Hospital for Women

Soho Square, W1N 6JB

Medical dates:

Medical character:

1842 - 1988


The Hospital was founded in 1842 in Red Lion Square by Dr Protheroe Smith, a prominent London obstetrician.  It was reputed to be the first hospital in London for the 'treatment of those maladies which neither rank, nor wealth, nor character can avert from the female sex'.

The Hospital soon outgrew its Red Lion Square premises and, in 1852, moved to buildings at 30 Soho Square and 1 Frith Street.  At this time 20 in-patients could be accommodated.  By 1862 there were 50 beds.

In 1865 the freehold for the house next door, 29 Soho Square, became available and the hospital bought it for £2540.

Between 1867 and 1869 no. 29 was rebuilt in red brick with an extra two storeys being added for private patient accommodation.

In 1882 No. 2 Frith Street was purchased; it was rebuilt in 1894 to contain the Out-Patients Department and the nurses' dormitories.

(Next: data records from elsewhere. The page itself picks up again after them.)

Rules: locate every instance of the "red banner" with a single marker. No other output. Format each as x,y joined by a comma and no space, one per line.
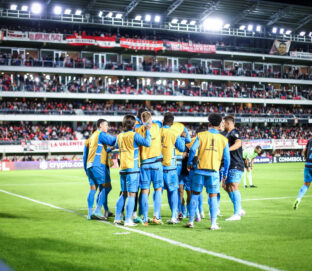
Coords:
303,142
146,45
83,40
46,37
190,47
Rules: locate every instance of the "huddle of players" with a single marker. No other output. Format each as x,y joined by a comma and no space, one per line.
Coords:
148,153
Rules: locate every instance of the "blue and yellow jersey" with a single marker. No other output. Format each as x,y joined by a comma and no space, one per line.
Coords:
95,150
211,147
152,153
128,144
178,128
169,141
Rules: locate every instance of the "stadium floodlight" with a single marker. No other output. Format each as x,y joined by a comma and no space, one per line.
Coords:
138,18
157,19
183,22
36,8
13,7
213,24
24,8
57,10
148,18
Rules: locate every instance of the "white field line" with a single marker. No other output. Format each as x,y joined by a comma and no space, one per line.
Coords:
154,236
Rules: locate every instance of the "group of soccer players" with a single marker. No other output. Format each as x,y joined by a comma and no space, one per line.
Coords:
163,153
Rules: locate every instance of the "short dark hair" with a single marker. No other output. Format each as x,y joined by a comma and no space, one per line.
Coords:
168,118
99,122
140,111
201,128
215,119
128,122
229,118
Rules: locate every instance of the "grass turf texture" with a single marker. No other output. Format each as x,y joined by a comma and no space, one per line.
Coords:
37,237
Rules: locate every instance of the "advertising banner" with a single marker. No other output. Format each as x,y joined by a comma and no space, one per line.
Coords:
280,47
190,47
16,35
146,45
45,37
264,143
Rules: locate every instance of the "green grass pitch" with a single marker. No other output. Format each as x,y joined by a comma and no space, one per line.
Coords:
38,237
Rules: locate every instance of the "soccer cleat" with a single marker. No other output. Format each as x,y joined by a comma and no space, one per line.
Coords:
190,225
234,218
157,221
98,216
173,221
138,220
130,224
242,212
215,227
118,222
296,204
202,215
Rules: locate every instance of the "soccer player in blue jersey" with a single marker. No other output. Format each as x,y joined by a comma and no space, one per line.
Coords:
96,167
171,140
231,185
307,153
151,168
128,143
211,147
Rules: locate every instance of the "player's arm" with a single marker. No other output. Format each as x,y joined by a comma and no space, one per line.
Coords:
180,143
107,139
237,144
192,153
141,141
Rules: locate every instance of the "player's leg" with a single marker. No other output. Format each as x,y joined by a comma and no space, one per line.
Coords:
197,187
158,183
305,187
121,200
132,182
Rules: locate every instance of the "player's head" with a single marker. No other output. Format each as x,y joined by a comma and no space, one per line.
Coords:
128,123
215,120
258,149
140,111
201,128
229,123
102,125
168,119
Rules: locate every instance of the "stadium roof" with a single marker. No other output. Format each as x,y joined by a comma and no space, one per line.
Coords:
293,15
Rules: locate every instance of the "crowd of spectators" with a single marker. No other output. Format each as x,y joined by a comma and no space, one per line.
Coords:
16,132
130,86
65,107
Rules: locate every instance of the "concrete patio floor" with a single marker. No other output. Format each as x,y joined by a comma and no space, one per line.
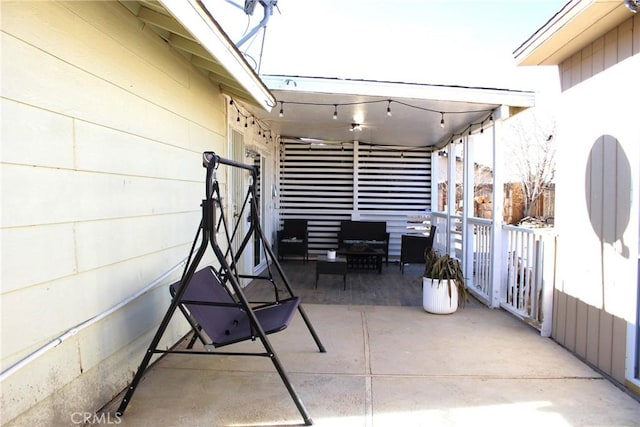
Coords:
386,366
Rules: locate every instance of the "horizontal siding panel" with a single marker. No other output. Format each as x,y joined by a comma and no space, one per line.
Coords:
30,198
318,184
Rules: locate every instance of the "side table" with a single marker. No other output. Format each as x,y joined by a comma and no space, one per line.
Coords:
325,265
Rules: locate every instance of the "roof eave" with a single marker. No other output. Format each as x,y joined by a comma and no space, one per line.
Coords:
576,25
201,25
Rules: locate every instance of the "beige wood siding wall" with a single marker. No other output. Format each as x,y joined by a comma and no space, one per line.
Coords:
595,215
103,127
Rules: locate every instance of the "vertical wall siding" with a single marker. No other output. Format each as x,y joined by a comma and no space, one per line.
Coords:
332,182
103,126
593,333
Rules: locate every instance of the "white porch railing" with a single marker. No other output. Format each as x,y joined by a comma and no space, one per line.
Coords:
527,270
528,275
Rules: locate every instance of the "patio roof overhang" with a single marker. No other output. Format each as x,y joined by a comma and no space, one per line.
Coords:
189,28
310,102
576,25
308,105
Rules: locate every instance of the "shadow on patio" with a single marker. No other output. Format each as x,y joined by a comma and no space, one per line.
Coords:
387,363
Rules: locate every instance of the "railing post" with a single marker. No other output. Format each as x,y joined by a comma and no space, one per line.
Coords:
497,204
549,247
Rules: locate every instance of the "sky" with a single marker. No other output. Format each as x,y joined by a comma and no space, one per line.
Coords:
453,42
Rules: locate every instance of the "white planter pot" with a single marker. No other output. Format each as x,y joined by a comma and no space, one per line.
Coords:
435,296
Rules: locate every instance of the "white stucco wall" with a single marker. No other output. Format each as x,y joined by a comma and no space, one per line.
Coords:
103,127
597,215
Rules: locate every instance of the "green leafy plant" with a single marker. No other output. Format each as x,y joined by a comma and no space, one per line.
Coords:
444,267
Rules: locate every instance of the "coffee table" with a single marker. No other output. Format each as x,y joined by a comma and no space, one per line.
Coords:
362,256
337,265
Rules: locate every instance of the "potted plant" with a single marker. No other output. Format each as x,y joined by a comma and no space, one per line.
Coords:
443,285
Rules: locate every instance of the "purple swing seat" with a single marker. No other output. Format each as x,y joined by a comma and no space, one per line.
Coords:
211,306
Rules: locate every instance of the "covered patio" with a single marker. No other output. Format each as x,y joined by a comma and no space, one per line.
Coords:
387,363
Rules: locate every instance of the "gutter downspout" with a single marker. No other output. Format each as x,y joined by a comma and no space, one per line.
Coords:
73,331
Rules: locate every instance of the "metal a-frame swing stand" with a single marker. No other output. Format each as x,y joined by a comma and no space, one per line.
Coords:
250,313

In 1904 the King Edward's Hospital Fund suggested that the Hospital move from central London, but the Hospital Committee decided that none of the alternative sites were better than the current one.  Plans for a new building on the same site fell through due to lack of money, but modified alterations to 29-30 Soho Square were carried out in 1909.  A new stuccoed facade was added.  Nos. 3 and 4 Frith Street were incorporated into the Hospital building.  The King Edward's Hospital Fund provided most of the £20,500 for the project.

During WW2 the Hospital was closed.

In 1988 it merged with the Elizabeth Garrett Anderson Hospital in Euston Road.

Present status (May 2008)

The building is now The Soho Centre - a walk-in clinic providing health information, advice and treatment for minor illnesses and injuries for people who live, work or are visiting the area.

Hospital for WomenHospital for Women

No. 29 Soho Square (left) and No. 30 (right).

Hospital for Women

The Hospital building retains the appearance of two houses - No. 29 is three windows wide and five storeys high, while No. 30 is four windows wide and has a mansard roof.

Hospital for Women

The doorway of No. 30 Soho Square with the name of the Hospital inscribed above. A notice directs patients to the clinic next door in Frith Street.

Hospital for Women Hospital for Women

The Walk-In Clinic in Frith Street (left) and its entrance (right).

Hospital for Women

The Hospital building in Frith Street as seen looking north to Soho Square.

During the second half of the 19th century several of the houses in Soho Square were occupied by small hospitals - the Hospital for Women at 29-30, and at No. 32 both the Dental Hospital of London and the National Hospital for Diseases of the Heart.